Particle and Gas Flow Modeling of Wall-impinging Diesel Spray under Ultra-high Fuel Injection Pressures

Advanced models of spray breakup and droplet collision are implemented in OpenFOAM code for comparing the flat-wall impinging and free fuel sprays under ultra-high pressure direct injection diesel engines. The non-evaporating spray and ambient gas flow characteristics are analyzed by a combination of Eulerian and Lagrangian methods for continuous and dispersed phase, respectively. Various injection pressures and two different impinging distances are used. Reynolds Averaged Navier Stokes (RANS) equations are solved using standard k-ε turbulence model. Computational domain and grid size are determined based on a mesh study. Numerical results are validated by published experimental data for free and wall-impinging sprays.
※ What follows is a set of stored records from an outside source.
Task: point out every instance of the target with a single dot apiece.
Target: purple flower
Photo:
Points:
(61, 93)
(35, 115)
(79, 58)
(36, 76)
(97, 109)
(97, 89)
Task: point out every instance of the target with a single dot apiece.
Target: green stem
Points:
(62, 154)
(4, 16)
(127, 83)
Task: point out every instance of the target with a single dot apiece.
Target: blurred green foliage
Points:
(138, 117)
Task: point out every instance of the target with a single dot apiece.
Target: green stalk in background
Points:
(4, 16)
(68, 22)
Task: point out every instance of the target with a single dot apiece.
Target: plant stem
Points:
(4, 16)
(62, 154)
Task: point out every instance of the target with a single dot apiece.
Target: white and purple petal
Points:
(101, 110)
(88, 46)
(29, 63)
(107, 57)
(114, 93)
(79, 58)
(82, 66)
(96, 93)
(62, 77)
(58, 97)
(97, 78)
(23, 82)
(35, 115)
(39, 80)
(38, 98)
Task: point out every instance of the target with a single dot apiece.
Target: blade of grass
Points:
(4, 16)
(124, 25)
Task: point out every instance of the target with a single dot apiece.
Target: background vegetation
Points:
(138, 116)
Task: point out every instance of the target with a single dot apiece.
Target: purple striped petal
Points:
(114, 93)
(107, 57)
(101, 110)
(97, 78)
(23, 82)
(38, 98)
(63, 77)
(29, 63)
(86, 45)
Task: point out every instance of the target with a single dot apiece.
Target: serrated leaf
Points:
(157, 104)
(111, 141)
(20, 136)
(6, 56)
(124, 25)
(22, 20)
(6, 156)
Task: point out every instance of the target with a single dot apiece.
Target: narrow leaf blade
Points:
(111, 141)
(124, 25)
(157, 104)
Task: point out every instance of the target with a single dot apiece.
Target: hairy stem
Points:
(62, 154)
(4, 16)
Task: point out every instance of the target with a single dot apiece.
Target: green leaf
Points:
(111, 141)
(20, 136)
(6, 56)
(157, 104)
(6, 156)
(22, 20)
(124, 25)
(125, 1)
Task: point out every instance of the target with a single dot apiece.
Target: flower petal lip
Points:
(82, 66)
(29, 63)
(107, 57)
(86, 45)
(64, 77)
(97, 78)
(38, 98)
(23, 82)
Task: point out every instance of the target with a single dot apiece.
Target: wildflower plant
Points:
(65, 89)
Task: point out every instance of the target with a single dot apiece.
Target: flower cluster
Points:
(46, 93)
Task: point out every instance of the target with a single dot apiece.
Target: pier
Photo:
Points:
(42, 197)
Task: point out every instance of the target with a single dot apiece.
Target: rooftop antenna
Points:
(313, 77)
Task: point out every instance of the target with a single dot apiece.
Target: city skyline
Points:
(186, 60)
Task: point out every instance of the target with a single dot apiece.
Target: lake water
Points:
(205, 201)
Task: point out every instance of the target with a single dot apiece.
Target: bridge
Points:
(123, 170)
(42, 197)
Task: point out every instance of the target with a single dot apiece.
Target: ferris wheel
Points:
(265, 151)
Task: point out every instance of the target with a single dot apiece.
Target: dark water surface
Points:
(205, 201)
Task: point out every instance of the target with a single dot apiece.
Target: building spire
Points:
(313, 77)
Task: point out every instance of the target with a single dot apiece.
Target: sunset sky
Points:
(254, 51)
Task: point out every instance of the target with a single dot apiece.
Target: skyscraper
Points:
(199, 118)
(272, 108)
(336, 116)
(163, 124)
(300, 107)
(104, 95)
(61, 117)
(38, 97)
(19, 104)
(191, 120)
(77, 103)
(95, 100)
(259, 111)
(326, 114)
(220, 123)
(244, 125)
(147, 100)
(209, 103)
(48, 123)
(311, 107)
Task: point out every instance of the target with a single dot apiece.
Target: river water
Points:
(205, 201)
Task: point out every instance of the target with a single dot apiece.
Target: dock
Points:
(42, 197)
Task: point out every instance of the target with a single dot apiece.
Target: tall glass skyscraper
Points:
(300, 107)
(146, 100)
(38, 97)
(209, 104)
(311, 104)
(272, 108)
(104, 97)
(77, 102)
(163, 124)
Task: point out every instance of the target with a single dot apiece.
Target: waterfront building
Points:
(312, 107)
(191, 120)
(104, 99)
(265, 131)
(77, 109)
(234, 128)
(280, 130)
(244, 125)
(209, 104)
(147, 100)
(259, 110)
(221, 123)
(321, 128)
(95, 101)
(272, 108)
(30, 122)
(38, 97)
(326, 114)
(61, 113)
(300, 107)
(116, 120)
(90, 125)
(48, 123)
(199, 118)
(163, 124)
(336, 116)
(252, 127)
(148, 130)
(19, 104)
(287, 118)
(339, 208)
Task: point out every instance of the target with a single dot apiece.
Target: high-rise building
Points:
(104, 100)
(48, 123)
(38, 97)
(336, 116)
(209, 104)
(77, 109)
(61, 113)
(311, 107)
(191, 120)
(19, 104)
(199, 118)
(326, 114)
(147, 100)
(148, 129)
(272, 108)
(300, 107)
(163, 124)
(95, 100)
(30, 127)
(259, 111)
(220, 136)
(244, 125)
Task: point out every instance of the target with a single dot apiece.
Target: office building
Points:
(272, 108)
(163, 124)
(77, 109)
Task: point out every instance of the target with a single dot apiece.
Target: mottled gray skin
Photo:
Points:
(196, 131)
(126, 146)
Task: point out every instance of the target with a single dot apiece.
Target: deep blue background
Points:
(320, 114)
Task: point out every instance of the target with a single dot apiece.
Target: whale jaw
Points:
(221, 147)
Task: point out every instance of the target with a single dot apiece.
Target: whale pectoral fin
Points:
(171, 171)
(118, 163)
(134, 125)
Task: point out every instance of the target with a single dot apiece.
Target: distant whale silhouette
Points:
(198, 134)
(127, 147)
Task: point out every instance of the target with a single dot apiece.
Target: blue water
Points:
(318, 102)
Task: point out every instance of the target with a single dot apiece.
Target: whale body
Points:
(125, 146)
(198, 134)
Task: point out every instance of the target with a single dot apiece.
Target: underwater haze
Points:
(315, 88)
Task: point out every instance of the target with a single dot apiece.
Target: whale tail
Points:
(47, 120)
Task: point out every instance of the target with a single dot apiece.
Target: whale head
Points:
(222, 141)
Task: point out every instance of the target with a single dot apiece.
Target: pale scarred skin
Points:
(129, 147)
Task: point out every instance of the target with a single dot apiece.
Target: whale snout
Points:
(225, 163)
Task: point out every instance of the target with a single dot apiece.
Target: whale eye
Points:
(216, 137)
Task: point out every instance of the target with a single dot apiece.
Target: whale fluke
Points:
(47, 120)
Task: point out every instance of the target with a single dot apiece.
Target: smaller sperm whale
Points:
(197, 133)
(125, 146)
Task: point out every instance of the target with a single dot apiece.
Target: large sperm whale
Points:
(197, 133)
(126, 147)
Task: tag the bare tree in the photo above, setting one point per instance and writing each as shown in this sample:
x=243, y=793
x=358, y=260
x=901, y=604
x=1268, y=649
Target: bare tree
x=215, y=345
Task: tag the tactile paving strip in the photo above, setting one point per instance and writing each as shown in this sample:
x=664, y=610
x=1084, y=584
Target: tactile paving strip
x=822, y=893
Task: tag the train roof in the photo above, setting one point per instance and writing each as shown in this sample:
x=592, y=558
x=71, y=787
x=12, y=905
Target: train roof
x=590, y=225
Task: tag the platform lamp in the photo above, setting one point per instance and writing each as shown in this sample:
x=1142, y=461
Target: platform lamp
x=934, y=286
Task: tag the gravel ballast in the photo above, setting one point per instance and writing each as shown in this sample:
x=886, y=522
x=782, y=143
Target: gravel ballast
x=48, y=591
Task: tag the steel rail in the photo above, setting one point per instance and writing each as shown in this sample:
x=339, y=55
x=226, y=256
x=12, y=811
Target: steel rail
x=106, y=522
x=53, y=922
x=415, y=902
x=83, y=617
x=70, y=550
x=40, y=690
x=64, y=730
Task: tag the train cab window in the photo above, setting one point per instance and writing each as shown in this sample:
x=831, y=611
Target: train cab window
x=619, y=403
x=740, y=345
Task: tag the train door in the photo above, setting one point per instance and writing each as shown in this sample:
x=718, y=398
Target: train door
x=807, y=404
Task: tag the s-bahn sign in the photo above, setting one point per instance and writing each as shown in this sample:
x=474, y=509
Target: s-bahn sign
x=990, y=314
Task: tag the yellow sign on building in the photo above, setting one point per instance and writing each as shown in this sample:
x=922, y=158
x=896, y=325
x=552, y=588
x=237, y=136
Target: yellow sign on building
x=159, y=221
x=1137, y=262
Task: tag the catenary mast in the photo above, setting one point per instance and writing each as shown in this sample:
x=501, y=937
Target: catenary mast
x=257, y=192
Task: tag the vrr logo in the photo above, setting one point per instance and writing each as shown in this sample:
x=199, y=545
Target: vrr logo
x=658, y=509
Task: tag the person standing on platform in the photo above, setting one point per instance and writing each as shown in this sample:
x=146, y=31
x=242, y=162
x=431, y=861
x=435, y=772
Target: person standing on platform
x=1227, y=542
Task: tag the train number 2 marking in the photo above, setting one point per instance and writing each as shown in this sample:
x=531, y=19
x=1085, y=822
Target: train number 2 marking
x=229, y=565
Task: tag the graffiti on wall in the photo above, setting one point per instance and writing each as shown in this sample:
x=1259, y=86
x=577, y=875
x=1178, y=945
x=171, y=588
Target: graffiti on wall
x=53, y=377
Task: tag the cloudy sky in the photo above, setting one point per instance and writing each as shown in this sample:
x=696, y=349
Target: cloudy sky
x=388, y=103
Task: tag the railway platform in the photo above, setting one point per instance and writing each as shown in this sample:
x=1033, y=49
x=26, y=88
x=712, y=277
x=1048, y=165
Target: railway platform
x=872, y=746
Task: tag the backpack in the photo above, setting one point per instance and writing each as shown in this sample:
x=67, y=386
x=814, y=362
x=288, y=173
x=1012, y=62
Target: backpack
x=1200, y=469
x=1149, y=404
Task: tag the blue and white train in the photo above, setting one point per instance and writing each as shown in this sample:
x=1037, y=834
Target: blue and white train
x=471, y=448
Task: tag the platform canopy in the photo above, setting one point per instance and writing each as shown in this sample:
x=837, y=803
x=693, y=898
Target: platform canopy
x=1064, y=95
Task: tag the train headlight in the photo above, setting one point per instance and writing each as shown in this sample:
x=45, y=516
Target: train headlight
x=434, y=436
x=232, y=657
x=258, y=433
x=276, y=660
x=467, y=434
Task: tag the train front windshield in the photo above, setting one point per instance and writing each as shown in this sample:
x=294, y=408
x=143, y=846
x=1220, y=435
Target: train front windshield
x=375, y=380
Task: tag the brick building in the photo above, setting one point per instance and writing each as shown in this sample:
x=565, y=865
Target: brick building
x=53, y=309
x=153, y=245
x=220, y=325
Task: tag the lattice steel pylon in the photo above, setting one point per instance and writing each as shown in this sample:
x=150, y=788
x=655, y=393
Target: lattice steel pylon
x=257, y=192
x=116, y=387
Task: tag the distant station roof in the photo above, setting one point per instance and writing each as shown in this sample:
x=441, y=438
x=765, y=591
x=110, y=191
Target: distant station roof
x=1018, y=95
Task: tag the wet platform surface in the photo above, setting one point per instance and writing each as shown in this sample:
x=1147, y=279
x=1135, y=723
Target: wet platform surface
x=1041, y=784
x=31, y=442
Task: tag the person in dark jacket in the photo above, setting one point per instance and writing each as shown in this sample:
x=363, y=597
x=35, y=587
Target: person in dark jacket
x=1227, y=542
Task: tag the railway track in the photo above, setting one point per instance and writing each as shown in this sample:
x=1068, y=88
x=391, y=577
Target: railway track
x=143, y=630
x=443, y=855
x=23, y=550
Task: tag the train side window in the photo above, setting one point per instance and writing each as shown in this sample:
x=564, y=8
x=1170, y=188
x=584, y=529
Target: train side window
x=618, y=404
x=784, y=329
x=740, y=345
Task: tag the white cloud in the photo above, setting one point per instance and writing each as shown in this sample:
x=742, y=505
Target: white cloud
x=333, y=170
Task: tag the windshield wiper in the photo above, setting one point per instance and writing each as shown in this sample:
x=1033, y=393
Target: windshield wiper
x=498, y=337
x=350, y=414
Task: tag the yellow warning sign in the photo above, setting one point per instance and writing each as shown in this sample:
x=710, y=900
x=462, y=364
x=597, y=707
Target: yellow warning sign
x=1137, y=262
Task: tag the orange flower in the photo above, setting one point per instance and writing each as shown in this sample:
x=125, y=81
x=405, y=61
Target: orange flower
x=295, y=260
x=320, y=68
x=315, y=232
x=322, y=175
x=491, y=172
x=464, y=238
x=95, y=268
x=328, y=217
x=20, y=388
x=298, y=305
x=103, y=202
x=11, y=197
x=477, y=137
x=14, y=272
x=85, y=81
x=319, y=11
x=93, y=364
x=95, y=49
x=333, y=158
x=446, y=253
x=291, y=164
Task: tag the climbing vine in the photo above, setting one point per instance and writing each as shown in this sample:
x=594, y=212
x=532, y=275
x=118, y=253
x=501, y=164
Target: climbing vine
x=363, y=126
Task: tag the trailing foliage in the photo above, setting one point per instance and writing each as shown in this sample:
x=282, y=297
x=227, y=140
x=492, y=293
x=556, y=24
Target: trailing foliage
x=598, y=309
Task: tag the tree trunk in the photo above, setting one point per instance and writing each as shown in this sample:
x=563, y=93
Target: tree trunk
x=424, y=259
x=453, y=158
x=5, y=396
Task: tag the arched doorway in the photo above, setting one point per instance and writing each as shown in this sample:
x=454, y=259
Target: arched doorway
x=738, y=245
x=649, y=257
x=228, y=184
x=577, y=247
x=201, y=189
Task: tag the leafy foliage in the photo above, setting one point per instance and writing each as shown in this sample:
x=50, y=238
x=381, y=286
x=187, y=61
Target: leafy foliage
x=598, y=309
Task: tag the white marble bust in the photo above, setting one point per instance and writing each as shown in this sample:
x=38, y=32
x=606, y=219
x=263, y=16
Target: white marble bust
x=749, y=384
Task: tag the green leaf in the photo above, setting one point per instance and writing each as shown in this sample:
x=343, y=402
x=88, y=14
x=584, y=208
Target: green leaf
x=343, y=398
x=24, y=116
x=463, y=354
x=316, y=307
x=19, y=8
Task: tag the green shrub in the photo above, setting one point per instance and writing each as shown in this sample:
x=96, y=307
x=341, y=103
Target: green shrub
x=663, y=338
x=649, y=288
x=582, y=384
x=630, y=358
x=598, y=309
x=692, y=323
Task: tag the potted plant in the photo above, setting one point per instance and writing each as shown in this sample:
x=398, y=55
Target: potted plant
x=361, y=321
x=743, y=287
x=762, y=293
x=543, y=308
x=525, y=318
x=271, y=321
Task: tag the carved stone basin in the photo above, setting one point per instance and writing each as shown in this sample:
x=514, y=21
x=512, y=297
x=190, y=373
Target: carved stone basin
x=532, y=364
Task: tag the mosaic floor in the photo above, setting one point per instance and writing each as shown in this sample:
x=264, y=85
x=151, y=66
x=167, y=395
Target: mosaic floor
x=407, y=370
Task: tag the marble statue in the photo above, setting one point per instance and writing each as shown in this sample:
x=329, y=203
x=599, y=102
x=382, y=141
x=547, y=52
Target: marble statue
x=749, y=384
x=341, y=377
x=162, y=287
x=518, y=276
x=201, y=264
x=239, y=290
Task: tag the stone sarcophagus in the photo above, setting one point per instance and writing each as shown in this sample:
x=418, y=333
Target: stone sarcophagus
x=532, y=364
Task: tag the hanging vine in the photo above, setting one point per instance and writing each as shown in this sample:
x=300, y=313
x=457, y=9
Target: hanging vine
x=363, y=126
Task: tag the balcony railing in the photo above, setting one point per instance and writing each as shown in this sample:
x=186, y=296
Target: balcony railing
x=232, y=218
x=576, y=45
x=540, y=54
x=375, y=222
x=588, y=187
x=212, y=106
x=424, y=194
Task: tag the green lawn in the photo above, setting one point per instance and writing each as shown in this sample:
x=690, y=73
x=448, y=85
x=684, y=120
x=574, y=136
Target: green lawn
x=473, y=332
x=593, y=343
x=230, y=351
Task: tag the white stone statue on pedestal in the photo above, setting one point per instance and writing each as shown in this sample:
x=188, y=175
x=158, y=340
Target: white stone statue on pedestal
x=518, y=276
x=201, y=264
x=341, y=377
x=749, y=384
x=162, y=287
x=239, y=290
The robustness and accuracy of the proposed scheme are confirmed by comparing the main characteristics of spray and surrounding gas against published experimental data. To accomplish this, spray shape, penetration and gas velocity vectors are compared with experimental data and insightful understanding of the spray characteristics are provided. In comparison with free spray, tip penetration has been limited in impinging sprays. Turbulent flow in impinging sprays leads to more induced air motion. Also, impinging spray leads to more pushed-out gas velocity. The obtained results indicate that the numerical findings are generally in good agreement with experimental data in case of ultra-high injection pressures and micro-hole injectors.